Prompt: I do this task in my business regularly: [describe the task and how you do it, step by step]. Turn it into a clear standard operating procedure that someone else could follow to do it exactly the way I do, without me explaining anything. Note where they'd use a GPT, which one, and where they'd need to check with me before moving on.

Write each one as if for someone who's never done it. Assume no knowledge. Every click, every step, every decision and how you make it. The clearer and more complete the guide, the more likely the task runs right without you, whether a person or a tool ends up doing it.

The GPTs help you write these guides, too. Walk a GPT through how you do a task and have it turn your explanation into a clean, step-by-step procedure. The thing that used to be a chore, writing documentation, becomes fast, which removes the usual excuse for skipping it entirely.

Note where each task uses a GPT and which one. Your guides should point to the exact tools, so whoever follows them knows what to use where. The GPT plus the guide is the unit you hand off, so they have to fit together and reference each other clearly to be any use.

Screenshots and short recordings help more than words for the fiddly parts. A picture of the right screen or a quick video of you doing a step saves a helper from guessing. The clearer you make the guide, the fewer questions land back on you, which is the entire point of writing it down in the first place.

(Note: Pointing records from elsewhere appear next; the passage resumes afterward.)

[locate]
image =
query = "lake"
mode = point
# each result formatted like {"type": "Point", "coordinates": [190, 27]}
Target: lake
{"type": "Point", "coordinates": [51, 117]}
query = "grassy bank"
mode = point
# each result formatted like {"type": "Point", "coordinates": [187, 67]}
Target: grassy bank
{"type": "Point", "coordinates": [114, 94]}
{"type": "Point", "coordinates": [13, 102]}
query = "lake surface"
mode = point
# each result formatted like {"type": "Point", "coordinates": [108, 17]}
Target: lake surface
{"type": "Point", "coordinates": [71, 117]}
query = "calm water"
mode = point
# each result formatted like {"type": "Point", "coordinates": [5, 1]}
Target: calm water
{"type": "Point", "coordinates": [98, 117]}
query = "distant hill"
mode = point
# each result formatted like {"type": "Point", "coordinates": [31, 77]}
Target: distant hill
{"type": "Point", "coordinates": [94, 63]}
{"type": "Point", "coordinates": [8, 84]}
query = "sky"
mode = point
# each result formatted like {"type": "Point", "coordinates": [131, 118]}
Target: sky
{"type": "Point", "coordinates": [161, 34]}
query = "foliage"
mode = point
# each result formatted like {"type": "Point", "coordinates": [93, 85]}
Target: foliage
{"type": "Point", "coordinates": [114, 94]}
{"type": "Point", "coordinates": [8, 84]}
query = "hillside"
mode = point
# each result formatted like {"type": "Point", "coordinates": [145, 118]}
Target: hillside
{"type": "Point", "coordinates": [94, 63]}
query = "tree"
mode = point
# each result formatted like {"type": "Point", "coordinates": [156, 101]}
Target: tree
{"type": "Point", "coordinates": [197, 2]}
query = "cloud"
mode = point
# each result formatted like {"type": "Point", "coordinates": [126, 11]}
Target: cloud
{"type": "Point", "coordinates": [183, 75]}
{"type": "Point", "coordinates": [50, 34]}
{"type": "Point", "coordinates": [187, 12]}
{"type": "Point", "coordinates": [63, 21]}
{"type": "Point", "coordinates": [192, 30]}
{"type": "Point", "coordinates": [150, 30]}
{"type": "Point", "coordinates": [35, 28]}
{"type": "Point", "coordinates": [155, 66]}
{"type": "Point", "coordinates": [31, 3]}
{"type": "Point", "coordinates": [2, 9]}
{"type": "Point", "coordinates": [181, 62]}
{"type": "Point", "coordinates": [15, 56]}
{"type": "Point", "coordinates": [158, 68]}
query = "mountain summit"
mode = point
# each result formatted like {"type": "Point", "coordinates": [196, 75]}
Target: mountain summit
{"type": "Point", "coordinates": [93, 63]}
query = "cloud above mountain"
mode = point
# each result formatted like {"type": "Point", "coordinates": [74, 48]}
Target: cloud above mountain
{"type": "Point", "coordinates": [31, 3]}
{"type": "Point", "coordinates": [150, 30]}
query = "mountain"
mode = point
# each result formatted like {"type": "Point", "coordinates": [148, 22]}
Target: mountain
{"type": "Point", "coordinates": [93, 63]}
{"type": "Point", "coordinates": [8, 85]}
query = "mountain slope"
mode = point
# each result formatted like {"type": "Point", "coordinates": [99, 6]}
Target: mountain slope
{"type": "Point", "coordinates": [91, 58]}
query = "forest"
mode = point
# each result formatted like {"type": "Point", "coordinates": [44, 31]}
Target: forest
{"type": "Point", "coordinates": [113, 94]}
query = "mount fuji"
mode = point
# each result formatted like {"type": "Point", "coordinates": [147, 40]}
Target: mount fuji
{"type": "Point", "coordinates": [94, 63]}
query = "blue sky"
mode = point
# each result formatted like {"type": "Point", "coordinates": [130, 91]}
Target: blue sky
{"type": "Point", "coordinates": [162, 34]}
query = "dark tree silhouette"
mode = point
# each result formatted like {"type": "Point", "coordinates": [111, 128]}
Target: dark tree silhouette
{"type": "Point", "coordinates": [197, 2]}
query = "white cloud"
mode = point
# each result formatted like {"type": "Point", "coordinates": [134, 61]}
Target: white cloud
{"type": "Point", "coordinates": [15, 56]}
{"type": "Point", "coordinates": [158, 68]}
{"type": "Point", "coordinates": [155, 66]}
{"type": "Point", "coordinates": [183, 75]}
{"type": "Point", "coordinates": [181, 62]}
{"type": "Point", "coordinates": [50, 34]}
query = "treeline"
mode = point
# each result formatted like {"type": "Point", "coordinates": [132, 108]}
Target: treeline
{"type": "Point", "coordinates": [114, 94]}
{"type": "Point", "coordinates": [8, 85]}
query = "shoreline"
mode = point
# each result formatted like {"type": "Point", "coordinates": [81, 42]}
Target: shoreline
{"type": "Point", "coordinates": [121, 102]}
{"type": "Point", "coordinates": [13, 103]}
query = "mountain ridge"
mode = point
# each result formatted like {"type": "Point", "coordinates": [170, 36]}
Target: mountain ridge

Tip: Build your documentation as you work, not in one giant push. Next time you do a task, write the steps as you go. In a few weeks of normal work, you'll have most of your operation documented without ever setting aside a special day for it, which is how it really gets done.

Keep the guides somewhere everyone can find and you can update. A shared folder, a simple doc. As your operation changes, the guides change, so they have to be easy to keep current. A guide that's out of date is worse than none, because it sends people the wrong way with confidence.

Don't aim for perfect guides, aim for usable ones. A rough guide that gets the task done beats a polished one you never finished writing. You can sharpen them over time as you watch where people get confused. The point is to get the process out of your head and into a form someone else can follow.